DENVER (AP) - Secretary of the Interior Ken Salazar is noncommittal about serving a second term for President Barack Obama.

The Denver Post Sunday reports that Salazar in an interview said his recent decision to do an about face on a controversial order protecting millions of acres in the West recognizes that there are legal restrictions on the department.

"I'm not going to look that far into the future," Salazar told The Denver Post when asked whether he would continue to serve if Obama is re-elected in 2012. "I'm working very hard on the job I have now . . . to implement the vision the president has in energy security in the United States."

In 29 months as interior secretary, Salazar has faced the largest environmental disaster in U.S. history with the Deepwater Horizon explosion and oil spill in the Gulf of Mexico, as well as an uphill battle against policies from the Bush administration.

Salazar in December announced that he would allow the Bureau of Land Management to make millions of acres of undeveloped land in the West eligible for federal wilderness protection, overturning a Bush-era policy that could allow oil and gas development. Salazar backed away from the so-called "wild lands" plan after Republicans stripped the program's funding in a continuing resolution to fund the federal government.

Salazar's about face angered many environmentalists. Wilderness Society President Bill Meadows told the Post that Salazar's new plan to work with Congress to develop a management plan for "wild-lands" isn't as strong as the environmental group would like it to be.

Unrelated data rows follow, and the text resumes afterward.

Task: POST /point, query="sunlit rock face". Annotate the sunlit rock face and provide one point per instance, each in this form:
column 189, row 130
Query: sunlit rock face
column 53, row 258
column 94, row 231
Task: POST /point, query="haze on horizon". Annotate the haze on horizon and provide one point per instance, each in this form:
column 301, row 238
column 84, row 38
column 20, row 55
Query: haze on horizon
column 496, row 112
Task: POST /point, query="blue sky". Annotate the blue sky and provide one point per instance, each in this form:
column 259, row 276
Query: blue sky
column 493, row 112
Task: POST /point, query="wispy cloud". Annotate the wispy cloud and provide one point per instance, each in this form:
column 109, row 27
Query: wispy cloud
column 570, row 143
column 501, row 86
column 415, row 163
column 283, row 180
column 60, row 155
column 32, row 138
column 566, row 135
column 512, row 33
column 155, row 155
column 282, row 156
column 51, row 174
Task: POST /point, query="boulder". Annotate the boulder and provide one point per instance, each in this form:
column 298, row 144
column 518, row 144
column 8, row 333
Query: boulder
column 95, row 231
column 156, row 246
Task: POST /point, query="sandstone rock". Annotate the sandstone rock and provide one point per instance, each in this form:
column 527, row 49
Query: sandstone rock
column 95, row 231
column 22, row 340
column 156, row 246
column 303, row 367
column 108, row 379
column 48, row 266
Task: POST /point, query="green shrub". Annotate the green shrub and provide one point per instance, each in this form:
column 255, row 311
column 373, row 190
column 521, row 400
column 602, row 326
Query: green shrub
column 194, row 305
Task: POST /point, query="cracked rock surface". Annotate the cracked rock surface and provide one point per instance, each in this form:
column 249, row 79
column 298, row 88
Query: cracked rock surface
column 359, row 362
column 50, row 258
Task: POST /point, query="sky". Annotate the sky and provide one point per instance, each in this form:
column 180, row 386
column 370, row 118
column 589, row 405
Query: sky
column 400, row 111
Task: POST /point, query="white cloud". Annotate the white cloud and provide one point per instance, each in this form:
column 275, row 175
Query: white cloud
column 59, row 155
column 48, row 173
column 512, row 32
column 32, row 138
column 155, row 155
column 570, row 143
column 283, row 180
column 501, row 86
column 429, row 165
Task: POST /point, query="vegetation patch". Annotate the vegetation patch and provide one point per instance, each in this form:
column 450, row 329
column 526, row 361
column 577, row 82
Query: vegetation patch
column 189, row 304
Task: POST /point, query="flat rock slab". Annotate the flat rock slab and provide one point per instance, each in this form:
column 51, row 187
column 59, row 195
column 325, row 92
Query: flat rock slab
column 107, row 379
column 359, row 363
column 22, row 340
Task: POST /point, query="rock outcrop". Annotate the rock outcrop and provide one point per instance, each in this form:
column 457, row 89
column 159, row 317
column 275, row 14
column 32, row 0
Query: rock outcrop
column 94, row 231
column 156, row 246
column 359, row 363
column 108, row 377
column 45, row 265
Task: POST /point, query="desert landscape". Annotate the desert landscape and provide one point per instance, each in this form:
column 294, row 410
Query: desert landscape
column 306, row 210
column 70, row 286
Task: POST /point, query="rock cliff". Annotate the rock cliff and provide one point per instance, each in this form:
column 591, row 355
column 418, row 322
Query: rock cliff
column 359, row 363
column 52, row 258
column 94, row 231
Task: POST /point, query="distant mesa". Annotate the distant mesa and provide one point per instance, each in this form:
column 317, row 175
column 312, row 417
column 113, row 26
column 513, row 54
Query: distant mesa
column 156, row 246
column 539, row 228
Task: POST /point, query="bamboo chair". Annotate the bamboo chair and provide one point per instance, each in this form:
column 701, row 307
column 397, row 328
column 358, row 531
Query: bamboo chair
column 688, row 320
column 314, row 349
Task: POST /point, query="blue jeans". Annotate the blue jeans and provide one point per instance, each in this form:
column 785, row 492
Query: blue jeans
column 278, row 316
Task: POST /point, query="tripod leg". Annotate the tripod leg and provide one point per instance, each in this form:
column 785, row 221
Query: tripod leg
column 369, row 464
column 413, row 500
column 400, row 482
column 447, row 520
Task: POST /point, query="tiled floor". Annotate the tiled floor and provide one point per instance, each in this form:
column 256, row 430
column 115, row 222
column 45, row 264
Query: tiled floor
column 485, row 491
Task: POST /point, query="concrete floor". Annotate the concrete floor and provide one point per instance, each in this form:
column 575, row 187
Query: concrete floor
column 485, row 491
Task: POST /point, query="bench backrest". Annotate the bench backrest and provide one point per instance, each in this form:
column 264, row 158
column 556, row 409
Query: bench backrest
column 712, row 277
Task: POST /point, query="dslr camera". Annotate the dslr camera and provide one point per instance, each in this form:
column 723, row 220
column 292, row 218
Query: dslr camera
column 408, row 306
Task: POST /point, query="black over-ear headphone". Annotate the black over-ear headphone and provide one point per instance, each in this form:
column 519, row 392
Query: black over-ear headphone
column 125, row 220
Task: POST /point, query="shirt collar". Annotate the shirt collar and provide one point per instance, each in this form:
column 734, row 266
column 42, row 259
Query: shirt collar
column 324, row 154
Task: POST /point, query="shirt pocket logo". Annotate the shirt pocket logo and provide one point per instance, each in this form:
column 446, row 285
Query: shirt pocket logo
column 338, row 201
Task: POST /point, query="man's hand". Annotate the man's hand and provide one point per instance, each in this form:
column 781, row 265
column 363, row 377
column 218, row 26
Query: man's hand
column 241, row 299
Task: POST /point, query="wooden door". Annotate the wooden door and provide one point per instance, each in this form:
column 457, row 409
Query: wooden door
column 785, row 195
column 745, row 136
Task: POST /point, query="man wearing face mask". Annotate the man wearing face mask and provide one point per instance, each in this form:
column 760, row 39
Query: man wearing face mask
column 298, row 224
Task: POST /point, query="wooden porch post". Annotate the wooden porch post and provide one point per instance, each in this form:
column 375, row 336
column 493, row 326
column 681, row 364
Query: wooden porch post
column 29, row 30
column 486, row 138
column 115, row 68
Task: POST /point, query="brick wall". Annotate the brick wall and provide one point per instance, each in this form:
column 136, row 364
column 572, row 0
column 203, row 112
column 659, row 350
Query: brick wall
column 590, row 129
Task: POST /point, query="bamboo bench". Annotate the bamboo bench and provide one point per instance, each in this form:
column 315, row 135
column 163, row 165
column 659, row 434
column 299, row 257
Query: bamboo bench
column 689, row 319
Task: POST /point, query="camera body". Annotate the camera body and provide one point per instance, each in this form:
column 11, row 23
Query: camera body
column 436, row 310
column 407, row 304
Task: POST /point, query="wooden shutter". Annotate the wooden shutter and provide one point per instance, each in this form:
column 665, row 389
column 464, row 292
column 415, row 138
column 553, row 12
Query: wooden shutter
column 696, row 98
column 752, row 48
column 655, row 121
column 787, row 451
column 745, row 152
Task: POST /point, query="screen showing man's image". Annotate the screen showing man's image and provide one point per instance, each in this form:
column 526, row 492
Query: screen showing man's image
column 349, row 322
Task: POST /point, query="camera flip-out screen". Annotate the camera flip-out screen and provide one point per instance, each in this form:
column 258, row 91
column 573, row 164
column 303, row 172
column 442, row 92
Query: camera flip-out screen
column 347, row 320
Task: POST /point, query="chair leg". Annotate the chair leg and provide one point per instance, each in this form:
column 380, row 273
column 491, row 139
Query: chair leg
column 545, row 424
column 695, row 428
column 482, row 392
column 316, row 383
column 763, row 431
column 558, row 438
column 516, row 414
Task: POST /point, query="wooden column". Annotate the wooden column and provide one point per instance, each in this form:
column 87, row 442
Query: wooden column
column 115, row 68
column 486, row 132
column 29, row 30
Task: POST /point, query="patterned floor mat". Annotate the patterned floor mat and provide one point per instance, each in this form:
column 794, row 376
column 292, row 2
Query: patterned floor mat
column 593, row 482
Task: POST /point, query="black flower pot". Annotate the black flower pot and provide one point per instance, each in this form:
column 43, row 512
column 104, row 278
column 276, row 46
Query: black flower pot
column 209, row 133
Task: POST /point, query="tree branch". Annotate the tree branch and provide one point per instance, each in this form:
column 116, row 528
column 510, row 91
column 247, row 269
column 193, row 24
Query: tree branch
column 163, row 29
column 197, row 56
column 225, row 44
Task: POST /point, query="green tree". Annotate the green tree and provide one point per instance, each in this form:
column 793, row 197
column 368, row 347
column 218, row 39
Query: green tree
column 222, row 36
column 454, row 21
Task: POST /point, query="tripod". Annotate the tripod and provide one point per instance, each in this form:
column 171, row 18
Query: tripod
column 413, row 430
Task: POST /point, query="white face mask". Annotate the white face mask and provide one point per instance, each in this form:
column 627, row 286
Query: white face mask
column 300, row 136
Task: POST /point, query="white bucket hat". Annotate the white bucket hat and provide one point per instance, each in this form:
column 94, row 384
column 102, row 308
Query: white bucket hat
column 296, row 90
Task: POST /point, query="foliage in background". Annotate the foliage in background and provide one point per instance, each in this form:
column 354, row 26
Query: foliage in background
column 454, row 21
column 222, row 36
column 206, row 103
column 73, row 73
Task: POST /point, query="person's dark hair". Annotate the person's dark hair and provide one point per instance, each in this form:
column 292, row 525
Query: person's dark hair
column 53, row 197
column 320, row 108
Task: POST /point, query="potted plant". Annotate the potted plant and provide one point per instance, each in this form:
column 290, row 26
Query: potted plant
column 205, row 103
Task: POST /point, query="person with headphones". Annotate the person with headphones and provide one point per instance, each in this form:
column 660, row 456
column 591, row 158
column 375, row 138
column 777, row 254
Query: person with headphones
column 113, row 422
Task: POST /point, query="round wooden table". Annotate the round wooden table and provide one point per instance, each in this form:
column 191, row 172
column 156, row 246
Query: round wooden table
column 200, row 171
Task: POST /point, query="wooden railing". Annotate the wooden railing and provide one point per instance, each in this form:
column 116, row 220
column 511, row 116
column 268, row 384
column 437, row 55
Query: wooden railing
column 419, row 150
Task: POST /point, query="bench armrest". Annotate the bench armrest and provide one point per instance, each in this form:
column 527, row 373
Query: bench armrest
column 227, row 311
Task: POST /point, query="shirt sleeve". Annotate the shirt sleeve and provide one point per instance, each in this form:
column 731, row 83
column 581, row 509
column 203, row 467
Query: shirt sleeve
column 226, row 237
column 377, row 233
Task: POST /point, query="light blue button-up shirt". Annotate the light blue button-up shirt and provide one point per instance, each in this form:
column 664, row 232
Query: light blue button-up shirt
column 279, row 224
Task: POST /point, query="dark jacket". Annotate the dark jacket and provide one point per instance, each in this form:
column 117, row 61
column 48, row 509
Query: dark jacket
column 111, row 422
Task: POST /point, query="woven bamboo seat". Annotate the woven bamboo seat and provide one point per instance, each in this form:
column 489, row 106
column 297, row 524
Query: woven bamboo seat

"But I understand the politics," Meadows said.

Salazar said the department "pushed the reset button, and the reset button recognizes that we have a legal restriction on us," acknowledging Congress' pulling the funding.

Salazar also took heat from environmentalists and Obama over his department's response to the Deepwater Horizon explosion and the ensuing oil leak.

"Everyone I know in D.C. thought Salazar would be shown the door after the disaster with the gulf spill given that even the president publicly apologized for the lack of oversight by the Interior Department," said Rep. Mike Coffman, R-Colo., a member of the House Natural Resources Committee.

Salazar ordered a moratorium on new offshore drilling leases following the spill. That moratorium was blocked by a district judge after a group of companies sued, claiming the government couldn't prove that existing and planned drilling operations posed any danger.

Environmentalists applaud Salazar's "America's Great Outdoors" initiative that designates more than 2 million acres of wilderness and another 4 million acres of protected lands.

"We've had some terrible secretaries in recent years, and we finally have someone in there who is a rancher and a hunter and grew up on the land, and so he has a real land conservation ethic," said Dennis Buechler, a former wildlife commissioner with the U.S. Fish and Wildlife Service. "Some environmental groups, they want everything. He has to do a balancing act, and I think he does it real well."